Mas o novo romance de Tezza, "O Filho Eterno", espana toda e qualquer frieza de rodapé biográfico. Nele, de forma surpreendente, o autor se atira de corpo e alma a uma exposição emocional delicada e tocante, que tem tudo para afetar seus próximos livros.
"O Filho Eterno" é o livro da vida de Tezza. No sentido literal e no sentido literário. Ali, ele está inteiro, biográfica e artisticamente falando, mesmo que seja narrado na terceira pessoa. "Comecei a projetar mentalmente esse livro como ensaio, mas bastou escrever a primeira página para sentir que seria impossível. Tinha de ser uma ficção", diz.
"O Filho Eterno" é a história de um pai que, em 1980, tem um filho com síndrome de Down. Simples assim. Mas Tezza revira a própria vida do avesso, para contar como caminhou na direção de aceitar tudo o que esse filho trouxe com ele. Escrevê-lo significou escarafunchar os sonhos artísticos e a dura realidade do jovem pai, ex-hippie, sustentado pela mulher, lutando para sobreviver na cidade adotada, e lutando para situar o filho dentro dos contornos do mundo. "Criei uma 'persona' narrativa sobre fatos concretos da minha biografia", diz o autor. Tal procedimento poderia significar qualquer coisa, mas, no caso de "O Filho Eterno", os golpes de realidade que aparecem aqui e ali eletrizam a narrativa, de forma que fica difícil deixá-la de lado. Para os leitores mais familiarizados com o primeiro livro de grande projeção de Tezza, "Trapo", publicado em 1988, a primeira menção do título deste romance poderá ter o efeito de um choque. É quando Tezza deixa claro quem é quem na sua pungente narrativa.
"Trapo", por sinal, teve uma trajetória tão marcante que vale a pena contar. O romance já estava escrito desde 1982, mas só saiu seis anos depois, pela editora Brasiliense. "Ser publicado por uma grande editora do Rio ou São Paulo era um processo difícil e demorado", diz o escritor. "Ainda mais para quem estava fora do eixo, como sempre foi o meu caso." Mas nem tudo foi alegria: quando, finalmente, o livro saiu, Tezza teve que enfrentar umna greve nos correios antes de abri-lo em casa. E a surpresa ruim estava no posfácio, incluido pela editora, que temia lançar um autor jovem de quem ninguém nunca tinha ouvido falar. A assinatura do texto era do poeta Paulo Leminski, que, movido pelo célebre espírito curitibano cultivado na Boca Maldita, o lugar no centro da cidade de onde se fala mal de tudo e de todos, detonou o livro. Foi um caso extravagante e único de posfácio negativo, em que Leminski dizia que a idéia era boa, mas o livro, fraco. Na verdade, o poeta não gostou de se ver espelhado no personagem principal de "Trapo", o próprio. Coisa em que, aliás, o autor não havia pensado.
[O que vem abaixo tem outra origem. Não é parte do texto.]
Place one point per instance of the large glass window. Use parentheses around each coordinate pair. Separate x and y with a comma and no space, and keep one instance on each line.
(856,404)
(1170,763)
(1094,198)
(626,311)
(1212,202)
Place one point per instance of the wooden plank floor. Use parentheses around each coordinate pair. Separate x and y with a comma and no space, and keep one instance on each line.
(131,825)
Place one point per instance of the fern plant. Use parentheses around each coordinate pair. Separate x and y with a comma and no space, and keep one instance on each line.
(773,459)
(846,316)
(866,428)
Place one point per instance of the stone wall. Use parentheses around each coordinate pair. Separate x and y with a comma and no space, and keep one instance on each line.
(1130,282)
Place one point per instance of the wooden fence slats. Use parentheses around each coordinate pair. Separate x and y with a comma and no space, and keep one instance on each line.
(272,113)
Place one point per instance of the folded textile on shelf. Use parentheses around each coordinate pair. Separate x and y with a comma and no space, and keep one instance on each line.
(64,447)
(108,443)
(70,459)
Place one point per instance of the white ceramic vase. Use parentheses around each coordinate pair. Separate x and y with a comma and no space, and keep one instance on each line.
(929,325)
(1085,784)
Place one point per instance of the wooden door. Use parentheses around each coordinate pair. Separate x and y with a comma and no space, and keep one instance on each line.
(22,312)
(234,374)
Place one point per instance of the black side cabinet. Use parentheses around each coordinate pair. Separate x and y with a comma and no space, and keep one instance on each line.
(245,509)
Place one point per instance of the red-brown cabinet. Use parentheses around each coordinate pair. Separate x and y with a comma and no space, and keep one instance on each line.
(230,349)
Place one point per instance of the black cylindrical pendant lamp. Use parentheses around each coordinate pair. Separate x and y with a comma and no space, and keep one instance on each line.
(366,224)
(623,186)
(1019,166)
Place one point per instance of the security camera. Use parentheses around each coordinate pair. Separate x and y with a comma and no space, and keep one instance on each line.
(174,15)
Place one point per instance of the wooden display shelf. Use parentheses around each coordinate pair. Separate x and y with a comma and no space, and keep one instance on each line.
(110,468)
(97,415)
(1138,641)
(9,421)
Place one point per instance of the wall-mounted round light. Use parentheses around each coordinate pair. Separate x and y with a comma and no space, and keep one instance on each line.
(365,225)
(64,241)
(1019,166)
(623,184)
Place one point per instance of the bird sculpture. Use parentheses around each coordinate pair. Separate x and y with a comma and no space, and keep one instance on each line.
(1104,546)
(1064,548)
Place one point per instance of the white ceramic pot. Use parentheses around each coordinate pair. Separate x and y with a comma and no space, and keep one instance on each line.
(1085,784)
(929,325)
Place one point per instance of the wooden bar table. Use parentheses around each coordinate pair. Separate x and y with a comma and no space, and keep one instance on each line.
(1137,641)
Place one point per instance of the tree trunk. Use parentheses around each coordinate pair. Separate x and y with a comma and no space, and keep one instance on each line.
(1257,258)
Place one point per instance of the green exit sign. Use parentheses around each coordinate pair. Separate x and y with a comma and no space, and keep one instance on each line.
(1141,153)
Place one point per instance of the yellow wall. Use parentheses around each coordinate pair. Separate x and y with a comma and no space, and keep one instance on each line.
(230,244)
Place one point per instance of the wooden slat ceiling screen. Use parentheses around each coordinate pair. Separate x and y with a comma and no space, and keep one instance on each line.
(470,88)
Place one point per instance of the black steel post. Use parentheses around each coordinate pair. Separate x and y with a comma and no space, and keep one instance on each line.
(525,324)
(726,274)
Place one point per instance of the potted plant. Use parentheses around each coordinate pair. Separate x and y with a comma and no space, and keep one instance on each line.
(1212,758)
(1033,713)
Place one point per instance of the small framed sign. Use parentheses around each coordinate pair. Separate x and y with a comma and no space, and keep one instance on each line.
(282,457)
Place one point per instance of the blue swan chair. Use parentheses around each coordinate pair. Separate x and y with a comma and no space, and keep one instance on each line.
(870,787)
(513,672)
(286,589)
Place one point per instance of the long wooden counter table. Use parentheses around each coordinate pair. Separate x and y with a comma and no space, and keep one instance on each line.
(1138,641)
Se a ficção já trouxe problemas para Tezza, a realidade ficcionalizada de "O Filho Eterno" não fica muito atrás em matéria de aflição. "Jamais escrevi antes uma linha sobre esse tema, meu filho ou a síndrome de Down, ou mesmo sobre assuntos correlatos", diz o escritor. "O problema do Felipe jamais havia entrado no horizonte da minha literatura. É como se eu soubesse que ainda não estava pronto." E escrever essa história também significou optar por um trajeto menos seguro, ao contrário dos outros romances, em que ele sempre sabia o que iria acontecer no capítulo seguinte. Deixou-se levar por aquilo que chama de "intuição controlada". O livro quase que se escreveu sozinho. Vinte e tantos anos depois do nascimento de Felipe, Tezza afirma: "Parece que já estava tudo maduro na minha cabeça".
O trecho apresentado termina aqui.